Kristen · November 16, 2017, 7:26pm

Good point. Also worth checking what the expansion is set to - it might be 1MB ... or 10% which, on a large database, can be a huge single-extension increment.

We fiddle with all our large DBs to pre-configure the Log file to either a large amount (up to 8GB) or extend it in 8GB chunks if we need larger than that (but not an exact multiple of 8GB - although I don't know if that is still an issue)

As per this link:
http://www.sqlskills.com/BLOGS/KIMBERLY/post/Transaction-Log-VLFs-too-many-or-too-few.aspx

jeffw8713 · November 16, 2017, 7:45pm

I see that you are using SSIS...so a couple of notes on how to improve performance with that system:

On the OLEDB Source - make sure you are using a SQL command to extract the data. This can either be the query itself - or preferably a stored procedure. Using a table or view directly can be extremely slow...
On the OLEDB Destination - make sure you use the option 'Table or view - fast load', check the option for 'Table lock' and 'Check constraints' and set the rows per batch to a reasonable size (200000 works well on my systems) and finally - make sure you set the maximum insert commit size is also set to a reasonable size (again 200000 works well for my systems).

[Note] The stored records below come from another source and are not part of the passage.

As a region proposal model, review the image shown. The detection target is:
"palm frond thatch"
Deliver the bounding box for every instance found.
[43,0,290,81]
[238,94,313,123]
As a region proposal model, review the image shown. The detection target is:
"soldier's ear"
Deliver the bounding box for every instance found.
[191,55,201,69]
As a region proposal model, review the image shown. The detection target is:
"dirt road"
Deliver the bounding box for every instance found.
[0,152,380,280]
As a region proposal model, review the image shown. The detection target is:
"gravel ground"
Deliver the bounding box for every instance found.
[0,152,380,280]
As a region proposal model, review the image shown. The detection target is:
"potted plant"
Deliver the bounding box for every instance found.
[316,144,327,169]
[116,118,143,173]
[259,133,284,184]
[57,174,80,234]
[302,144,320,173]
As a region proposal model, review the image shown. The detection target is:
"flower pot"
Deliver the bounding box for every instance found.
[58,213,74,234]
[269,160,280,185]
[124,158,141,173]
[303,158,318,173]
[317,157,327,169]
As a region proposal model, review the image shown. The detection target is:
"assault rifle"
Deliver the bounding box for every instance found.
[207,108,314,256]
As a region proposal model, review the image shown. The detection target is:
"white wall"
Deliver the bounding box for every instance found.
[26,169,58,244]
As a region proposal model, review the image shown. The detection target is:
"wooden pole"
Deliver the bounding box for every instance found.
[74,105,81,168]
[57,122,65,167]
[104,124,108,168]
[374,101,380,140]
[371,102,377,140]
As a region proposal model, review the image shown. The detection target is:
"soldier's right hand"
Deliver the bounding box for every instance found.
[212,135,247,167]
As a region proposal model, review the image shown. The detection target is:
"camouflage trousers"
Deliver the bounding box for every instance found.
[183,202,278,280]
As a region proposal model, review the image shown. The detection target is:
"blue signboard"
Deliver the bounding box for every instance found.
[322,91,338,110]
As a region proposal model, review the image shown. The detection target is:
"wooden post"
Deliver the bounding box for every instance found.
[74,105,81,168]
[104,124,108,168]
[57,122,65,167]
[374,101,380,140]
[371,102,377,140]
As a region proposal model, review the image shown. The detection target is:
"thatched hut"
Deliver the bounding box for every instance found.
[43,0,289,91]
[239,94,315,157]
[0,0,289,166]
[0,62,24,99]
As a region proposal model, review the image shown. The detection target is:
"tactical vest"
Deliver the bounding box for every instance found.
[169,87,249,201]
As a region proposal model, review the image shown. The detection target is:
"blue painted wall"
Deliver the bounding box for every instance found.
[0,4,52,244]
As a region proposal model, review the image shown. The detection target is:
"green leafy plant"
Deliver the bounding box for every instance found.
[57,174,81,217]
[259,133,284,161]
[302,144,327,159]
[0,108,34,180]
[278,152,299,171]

The maximum insert commit size will issue a commit at that size - so the transaction log can then be marked as reusable and not grow to fill the drive and run out of space.

It may be possible to use the SQL Server Destination instead of the OLEDB Destination - which may (repeat may) perform better, but there are restrictions. You definitely have to set parameters using the advanced editor - and insure you set a MaxInsertCommitSize (and other properties as needed) - and you have to insure that the package is running on the destination node.